In Italia la normativa antiriciclaggio di cui al d.lgs. 231/2007, da ultimo modificato con il d.lgs. 125/2019, parla per la prima volta di “valuta virtuale” definendola “la rappresentazione digitale di valore, non emessa né garantita da una banca centrale o da un’autorità pubblica, non necessariamente collegata a una valuta avente corso legale, utilizzata come mezzo di scambio per l’acquisto di beni e servizi o per finalità di investimento e trasferita, archiviata e negoziata elettronicamente”. Si parla anche di Virtual Asset Service Provider, o VASP, per indicare qualsiasi persona fisica o giuridica che offra servizi collegati alle valute virtuali in via professionale.

La Consob, da parte sua, in qualità di autorità di vigilanza del mercato finanziario, ha pubblicato nel gennaio 2020 un rapporto con il quale ha fornito indicazioni per la regolamentazione delle cripto-attività.

Per quanto attiene alla normativa fiscale, è con la Legge di Bilancio 2023 (art. 1, commi 126-147 della Legge 207/2022) che per la prima volta si affronta il tema delle criptovalute e delle attività legale alla Distributed Ledgers Technology.

Si parla di registro “distribuito” in quanto composto da unità indipendenti (c.d. “nodi”), non centralizzate in un’unica unità. La principale applicazione è rappresentata dalla blockchain che prevede l’archiviazione delle informazioni in “blocchi”, che, regolarmente, vengono condivisi dai nodi del sistema e resi immutabili.

Ora queste attività sono inserite nell’ambito del quadro impositivo dei redditi delle persone fisiche. In particolare, è stata inserita nel Testo Unico delle imposte sui redditi (TUIR, alrt. 67, comma 1, lettera c-sexies) una nuova categoria di “redditi diversi”, costituita dalle plusvalenze e dagli altri proventi realizzati mediante rimborso, cessione a titolo oneroso, permuta, detenzione di cripto-attività, comunque denominate, archiviate o negoziate elettronicamente su tecnologie di registri distribuiti (o tecnologie equivalenti), non inferiori complessivamente a duemila euro nel periodo d’imposta.

Con riguardo alla rilevazione a fini fiscali di trasferimento di denaro da e per l’estero (monitoraggio fiscale ex D.L. 167/1990), sono state incluse espressamente le nozioni di cripto-attività e dei prestatori di servizi di portafoglio digitale.

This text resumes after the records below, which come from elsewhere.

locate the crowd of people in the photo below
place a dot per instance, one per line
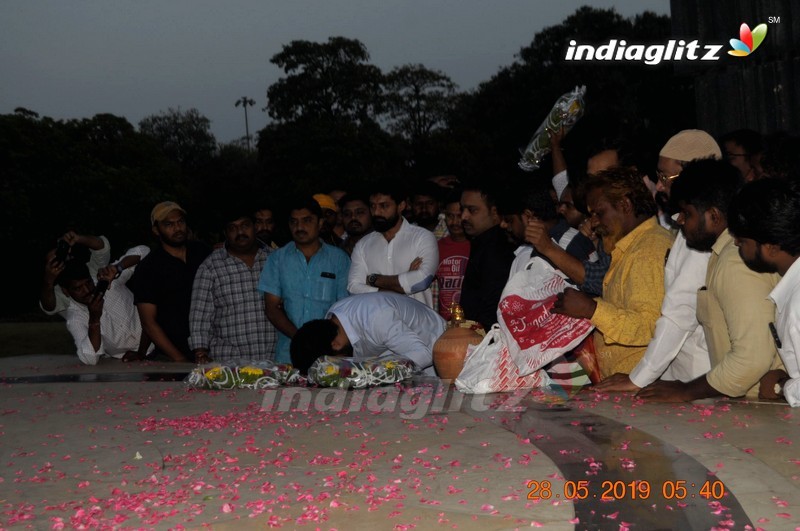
(689, 276)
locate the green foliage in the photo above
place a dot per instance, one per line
(417, 100)
(95, 175)
(338, 121)
(331, 81)
(183, 136)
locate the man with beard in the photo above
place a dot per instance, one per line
(398, 256)
(264, 224)
(490, 256)
(733, 307)
(624, 213)
(162, 283)
(453, 256)
(103, 320)
(764, 217)
(356, 219)
(226, 319)
(303, 278)
(678, 349)
(371, 325)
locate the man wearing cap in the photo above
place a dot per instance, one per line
(330, 215)
(162, 283)
(678, 349)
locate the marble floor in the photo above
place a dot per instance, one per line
(129, 446)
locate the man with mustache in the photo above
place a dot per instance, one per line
(623, 211)
(490, 255)
(398, 256)
(763, 219)
(678, 350)
(162, 283)
(356, 220)
(733, 306)
(303, 278)
(227, 320)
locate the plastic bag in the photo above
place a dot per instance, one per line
(347, 373)
(488, 368)
(534, 335)
(244, 375)
(566, 111)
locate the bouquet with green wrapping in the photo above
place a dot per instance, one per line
(252, 375)
(566, 111)
(347, 373)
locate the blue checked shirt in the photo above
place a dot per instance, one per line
(227, 315)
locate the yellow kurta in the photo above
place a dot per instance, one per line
(633, 289)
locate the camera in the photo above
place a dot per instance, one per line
(100, 289)
(62, 252)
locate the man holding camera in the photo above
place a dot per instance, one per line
(101, 316)
(52, 299)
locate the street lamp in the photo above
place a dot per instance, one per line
(244, 101)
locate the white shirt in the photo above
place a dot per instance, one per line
(678, 349)
(383, 323)
(373, 254)
(120, 328)
(522, 257)
(786, 296)
(98, 259)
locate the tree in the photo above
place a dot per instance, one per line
(417, 100)
(332, 81)
(500, 117)
(184, 136)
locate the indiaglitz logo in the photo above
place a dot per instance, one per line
(748, 40)
(671, 50)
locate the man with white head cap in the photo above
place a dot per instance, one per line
(678, 349)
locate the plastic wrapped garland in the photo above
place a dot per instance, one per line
(255, 375)
(566, 111)
(347, 373)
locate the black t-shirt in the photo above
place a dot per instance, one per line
(490, 258)
(166, 281)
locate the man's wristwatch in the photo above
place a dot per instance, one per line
(778, 388)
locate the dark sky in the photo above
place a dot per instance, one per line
(77, 58)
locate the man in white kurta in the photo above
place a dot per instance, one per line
(397, 257)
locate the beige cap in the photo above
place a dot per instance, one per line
(162, 210)
(691, 144)
(326, 201)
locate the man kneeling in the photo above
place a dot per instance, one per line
(371, 325)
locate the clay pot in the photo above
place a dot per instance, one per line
(450, 350)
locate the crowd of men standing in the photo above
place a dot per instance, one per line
(689, 275)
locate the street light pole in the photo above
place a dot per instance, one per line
(244, 101)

Inoltre, è stata introdotta una sorta di sanatoria retroattiva, per dare la possibilità ai contribuenti che non hanno indicato nella propria dichiarazione la detenzione delle cripto-attività e i redditi che ne derivano, di regolarizzare la propria posizione presentando un’apposita dichiarazione e versando la sanzione per l’omessa indicazione di tali beni nella misura ridotta pari allo 0,5% per ciascun anno sul valore delle attività non dichiarate; nel caso in cui le cripto-attività abbiano prodotto reddito, un’imposta sostitutiva in misura pari al 3,5% del valore delle cripto-attività detenute al termine di ogni anno o al momento del realizzo.

Infine, si prevede l’applicazione dell’imposta di bollo ai rapporti aventi ad oggetto le cripto-attività nella misura del 2 per mille annuo del relativo valore, e, a decorrere dal 2023, si prevede l’applicazione di un’imposta sul valore delle criptoattività detenute da tutti i soggetti residenti sul territorio dello Stato.

Ad oggi, le cripto-attività presentano sicuramente vantaggi in termini di riduzione dei costi e dei tempi di transazione, ma non sono da sottovalutare i rischi legati alle possibili perdite, anche ingenti, a causa di truffe, malfunzionamenti del sistema, attacchi informatici, smarrimento delle password.

E’ necessario far presente ai nostri clienti che oggi mancano tutele legali e contrattuali analoghe a quelle che accompagnano le operazioni in valuta avente corso legale.

Non mancano altresì rischi legati all’anonimato che caratterizza queste transazioni che potrebbero, pertanto, essere appetibili a chi svolge attività illegali e di ricliclaggio.

Infine, nel momento in cui vengono forniti i propri dati, si autorizzano non meglio identificate piattaforme ad essere “responsabili” del loro utilizzo.

Talvolta si permette anche a dei minorenni di operare, ad esempio con dei conti “demo”, o con il supporto di un adulto, e tutte le problematiche già evidenziate vanno affrontate con ancora maggiore cautela.